Entitled “message of the kidnapped Tunisian diplomat Mohammed Bel Sheikh to the Tunisian government and his family” the video, published on social media, showed the diplomat crying.
“Mr President, negotiate seriously with them. I want to return to my country Tunisia,” the diplomat, who was sporting a beard, said. “They can kill me anytime.”
“Mr President, I have three young children,” he said. “Are you a father, Mr President?”
Bel Sheikh was kidnapped a month ago, while another Tunisian diplomat was snatched in the Libyan capital last week, the latest in a series of kidnappings of diplomats in the North African country.
At the end of the video, an Islamist group called Shabab al-Tawhid (Youth of Monotheism) added a message to the Tunisian government: “As you imprison ours we will imprison yours. As you kills ours we will kill yours.”
Neither Libyan nor Tunisian officials were immediately available for comment but the diplomat’s family confirmed it was Bel Sheikh who appeared in the five-minute video.
“The person who appeared in the video is my brother, that is sure ... we’re suffering,” his sister Samira bel Sheikh told Reuters.
“Where are the Tunisian authorities a month after his kidnapping. We haven’t seen any action or negotiations,” she said, adding that her brother had missed the birth of his youngest daughter. “Where is the president and the prime minister ?”

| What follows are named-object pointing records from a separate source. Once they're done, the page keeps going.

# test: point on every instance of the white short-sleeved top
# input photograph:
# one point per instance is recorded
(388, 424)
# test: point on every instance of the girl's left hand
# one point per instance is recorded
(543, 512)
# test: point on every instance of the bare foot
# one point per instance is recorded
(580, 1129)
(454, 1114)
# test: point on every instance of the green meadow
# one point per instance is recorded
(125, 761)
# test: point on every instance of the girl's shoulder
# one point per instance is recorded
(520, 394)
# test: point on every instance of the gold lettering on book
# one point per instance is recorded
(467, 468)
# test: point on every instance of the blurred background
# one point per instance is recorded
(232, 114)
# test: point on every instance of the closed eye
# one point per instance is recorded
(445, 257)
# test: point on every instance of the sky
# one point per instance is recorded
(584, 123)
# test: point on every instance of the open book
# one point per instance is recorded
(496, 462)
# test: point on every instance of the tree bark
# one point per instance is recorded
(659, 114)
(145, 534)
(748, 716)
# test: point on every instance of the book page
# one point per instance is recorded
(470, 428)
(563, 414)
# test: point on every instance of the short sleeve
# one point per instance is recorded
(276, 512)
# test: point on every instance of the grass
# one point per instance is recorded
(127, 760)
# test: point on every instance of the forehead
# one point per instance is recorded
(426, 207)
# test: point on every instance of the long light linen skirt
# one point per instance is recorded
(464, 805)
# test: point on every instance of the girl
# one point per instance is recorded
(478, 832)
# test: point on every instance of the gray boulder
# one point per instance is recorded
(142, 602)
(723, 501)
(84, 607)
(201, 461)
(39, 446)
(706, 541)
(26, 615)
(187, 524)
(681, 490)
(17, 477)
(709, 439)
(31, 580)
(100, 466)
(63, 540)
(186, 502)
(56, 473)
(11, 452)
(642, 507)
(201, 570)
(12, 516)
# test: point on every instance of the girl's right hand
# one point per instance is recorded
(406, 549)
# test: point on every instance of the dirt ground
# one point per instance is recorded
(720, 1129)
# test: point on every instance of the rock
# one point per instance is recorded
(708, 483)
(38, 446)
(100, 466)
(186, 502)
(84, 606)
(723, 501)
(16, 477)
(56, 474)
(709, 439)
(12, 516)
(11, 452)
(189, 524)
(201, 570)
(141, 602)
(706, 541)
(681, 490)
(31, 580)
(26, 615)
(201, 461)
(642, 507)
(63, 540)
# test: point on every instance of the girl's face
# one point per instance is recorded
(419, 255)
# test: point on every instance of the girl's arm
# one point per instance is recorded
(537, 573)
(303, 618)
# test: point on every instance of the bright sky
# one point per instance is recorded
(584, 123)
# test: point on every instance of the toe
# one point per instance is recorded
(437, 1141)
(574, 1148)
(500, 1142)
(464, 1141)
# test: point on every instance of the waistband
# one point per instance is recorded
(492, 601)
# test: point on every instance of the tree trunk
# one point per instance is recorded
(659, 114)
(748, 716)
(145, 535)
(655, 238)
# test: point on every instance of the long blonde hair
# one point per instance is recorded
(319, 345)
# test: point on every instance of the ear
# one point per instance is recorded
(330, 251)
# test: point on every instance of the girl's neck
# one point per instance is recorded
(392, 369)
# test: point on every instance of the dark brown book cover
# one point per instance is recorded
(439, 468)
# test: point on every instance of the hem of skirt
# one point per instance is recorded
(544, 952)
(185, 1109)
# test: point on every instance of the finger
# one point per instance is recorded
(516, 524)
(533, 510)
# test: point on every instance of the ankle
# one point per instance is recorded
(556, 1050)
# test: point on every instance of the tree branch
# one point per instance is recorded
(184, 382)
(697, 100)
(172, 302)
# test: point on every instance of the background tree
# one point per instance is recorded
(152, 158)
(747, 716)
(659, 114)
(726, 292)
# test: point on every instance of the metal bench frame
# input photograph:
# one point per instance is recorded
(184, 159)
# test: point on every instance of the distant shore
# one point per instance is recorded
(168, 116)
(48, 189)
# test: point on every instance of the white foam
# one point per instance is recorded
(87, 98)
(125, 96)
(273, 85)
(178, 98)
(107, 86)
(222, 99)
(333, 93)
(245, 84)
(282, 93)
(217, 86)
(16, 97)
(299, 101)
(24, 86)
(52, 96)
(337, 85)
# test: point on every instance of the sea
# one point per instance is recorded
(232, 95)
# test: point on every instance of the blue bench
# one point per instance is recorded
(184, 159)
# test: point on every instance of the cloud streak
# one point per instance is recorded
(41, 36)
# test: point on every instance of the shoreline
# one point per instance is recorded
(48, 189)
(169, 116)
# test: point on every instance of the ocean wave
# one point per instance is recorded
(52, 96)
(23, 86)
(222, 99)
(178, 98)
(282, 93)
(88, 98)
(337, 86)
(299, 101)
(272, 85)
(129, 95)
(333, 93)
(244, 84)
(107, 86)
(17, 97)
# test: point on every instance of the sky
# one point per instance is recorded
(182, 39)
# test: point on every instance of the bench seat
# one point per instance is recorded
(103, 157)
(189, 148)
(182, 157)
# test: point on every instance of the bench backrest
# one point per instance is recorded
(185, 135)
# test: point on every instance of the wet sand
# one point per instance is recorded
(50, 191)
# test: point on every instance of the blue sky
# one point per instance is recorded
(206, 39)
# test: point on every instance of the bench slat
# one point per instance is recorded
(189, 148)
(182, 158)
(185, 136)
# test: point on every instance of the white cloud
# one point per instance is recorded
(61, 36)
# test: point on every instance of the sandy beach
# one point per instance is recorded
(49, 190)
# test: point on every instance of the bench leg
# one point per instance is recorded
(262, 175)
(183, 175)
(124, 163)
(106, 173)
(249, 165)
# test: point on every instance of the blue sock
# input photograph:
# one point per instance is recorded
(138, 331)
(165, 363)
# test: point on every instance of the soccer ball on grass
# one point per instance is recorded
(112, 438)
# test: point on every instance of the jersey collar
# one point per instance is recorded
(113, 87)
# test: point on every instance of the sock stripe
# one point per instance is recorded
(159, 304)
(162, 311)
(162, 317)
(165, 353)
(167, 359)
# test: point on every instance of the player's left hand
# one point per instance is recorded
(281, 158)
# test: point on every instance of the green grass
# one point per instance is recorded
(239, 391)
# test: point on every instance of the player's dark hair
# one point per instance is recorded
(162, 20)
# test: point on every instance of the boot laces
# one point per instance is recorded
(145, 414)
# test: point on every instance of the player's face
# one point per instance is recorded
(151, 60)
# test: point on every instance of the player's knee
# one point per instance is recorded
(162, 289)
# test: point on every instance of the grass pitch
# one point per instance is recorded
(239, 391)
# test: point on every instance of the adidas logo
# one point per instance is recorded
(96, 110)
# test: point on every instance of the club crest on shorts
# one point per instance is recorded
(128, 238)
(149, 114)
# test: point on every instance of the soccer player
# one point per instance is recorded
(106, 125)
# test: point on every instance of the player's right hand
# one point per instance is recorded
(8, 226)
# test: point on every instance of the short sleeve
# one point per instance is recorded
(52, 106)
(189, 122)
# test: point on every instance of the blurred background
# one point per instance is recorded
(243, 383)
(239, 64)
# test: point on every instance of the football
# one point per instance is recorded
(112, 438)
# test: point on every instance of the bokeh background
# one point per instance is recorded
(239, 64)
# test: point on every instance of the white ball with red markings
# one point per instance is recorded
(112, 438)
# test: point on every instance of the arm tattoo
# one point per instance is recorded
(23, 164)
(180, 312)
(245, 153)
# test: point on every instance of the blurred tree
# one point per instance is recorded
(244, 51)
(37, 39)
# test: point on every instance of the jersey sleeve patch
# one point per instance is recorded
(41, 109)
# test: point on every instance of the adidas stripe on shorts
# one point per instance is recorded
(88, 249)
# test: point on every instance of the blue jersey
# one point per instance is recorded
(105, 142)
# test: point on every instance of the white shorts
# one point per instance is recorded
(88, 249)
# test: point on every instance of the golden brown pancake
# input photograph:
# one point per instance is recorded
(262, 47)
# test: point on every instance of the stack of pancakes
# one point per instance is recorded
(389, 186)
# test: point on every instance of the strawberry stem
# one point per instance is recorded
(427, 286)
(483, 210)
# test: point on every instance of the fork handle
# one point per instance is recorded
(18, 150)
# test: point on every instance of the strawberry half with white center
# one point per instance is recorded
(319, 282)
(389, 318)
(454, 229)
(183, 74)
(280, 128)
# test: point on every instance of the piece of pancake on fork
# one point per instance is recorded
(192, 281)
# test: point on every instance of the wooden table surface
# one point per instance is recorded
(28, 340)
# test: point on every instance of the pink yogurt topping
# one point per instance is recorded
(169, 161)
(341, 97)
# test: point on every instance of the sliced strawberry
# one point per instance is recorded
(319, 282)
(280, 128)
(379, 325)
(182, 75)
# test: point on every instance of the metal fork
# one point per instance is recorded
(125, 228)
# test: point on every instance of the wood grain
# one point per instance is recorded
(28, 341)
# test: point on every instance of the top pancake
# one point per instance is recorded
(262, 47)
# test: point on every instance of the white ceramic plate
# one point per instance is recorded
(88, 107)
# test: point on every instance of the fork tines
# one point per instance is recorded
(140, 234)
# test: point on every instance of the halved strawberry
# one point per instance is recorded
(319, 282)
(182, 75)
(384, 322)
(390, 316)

Libyan authorities are struggling to contain former rebels and Islamist militants who fought to depose ex-leader Muammar Gaddafi in 2011 and who have formed increasingly powerful and violent militias.
Last Tuesday, gunmen kidnapped Jordan’s ambassador to Libya, demanding an Islamist militant be released from a Jordanian jail in exchange for the diplomat’s freedom.
Foreign powers worry that Libya’s porous borders and the absence of a functioning government are making the country a safe haven and transit point for militant Islamists heading for Syria, Egypt or sub-Saharan African countries.
Last week the interim prime minister resigned after just a month into the job, saying gunmen had tried to attack his family.
Tribal groups, militias and even local citizens are also resorting to road blockades as a negotiating tactic. Some rebel groups have also shut down the OPEC member’s oil facilities, raising supply concerns on global oil markets.